Die 34. Kammer des LG München I (Urteil v. 05.10.2020 - 34 O 6013/20) sieht in der vollständigen Schließung aufgrund der Allgemeinverfügung eine unzumutbare Beeinträchtigung des Geschäftsbetriebs und bejaht den Anspruch des Mieters auf Vertragsanpassung (ebenso LG Mönchengladbach, Urteil v. 02.11.2020 - 12 O 154/20).
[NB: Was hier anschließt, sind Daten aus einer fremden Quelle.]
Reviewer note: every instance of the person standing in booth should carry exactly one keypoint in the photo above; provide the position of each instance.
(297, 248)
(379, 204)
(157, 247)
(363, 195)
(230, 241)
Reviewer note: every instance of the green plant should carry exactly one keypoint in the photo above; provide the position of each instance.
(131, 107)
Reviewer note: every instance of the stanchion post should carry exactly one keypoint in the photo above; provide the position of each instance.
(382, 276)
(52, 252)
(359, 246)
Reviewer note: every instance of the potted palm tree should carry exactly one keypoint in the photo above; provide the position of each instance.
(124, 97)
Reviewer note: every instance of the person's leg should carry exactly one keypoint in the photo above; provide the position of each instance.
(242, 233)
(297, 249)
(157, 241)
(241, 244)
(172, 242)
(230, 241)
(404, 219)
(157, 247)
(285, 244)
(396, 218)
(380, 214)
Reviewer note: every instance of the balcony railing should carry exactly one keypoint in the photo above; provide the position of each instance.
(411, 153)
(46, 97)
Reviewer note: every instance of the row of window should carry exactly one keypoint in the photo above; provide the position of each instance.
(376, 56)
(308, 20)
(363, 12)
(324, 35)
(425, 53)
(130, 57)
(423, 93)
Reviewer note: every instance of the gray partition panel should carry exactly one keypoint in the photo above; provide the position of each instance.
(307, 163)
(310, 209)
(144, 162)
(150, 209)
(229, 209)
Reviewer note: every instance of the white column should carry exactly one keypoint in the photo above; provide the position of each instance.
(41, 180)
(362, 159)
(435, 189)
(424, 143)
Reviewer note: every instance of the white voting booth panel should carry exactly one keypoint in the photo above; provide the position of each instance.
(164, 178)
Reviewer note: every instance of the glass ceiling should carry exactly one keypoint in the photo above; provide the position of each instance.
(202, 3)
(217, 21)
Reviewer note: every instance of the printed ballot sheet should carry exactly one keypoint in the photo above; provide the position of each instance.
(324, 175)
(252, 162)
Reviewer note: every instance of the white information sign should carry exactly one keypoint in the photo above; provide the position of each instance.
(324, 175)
Der Gesetzgeber hat auf die unklare Rechtslage reagiert und zum 31.12.2020 gesetzliche Regelungen in Kraft gesetzt, die die Rechte der Gewerbemieter stärken. Nach § 7 des Art. 240 EGBGB wird widerlegbar gesetzlich vermutet, dass in Fällen, in denen gewerbliche Räumlichkeiten aufgrund staatlicher Maßnahmen nicht oder nur eingeschränkt genutzt werden können, eine schwerwiegende Störung der Geschäftsgrundlage gem. § 313 BGB vorliegt. Diese Störung kann zu einer Anpassung des Mietvertrags führen.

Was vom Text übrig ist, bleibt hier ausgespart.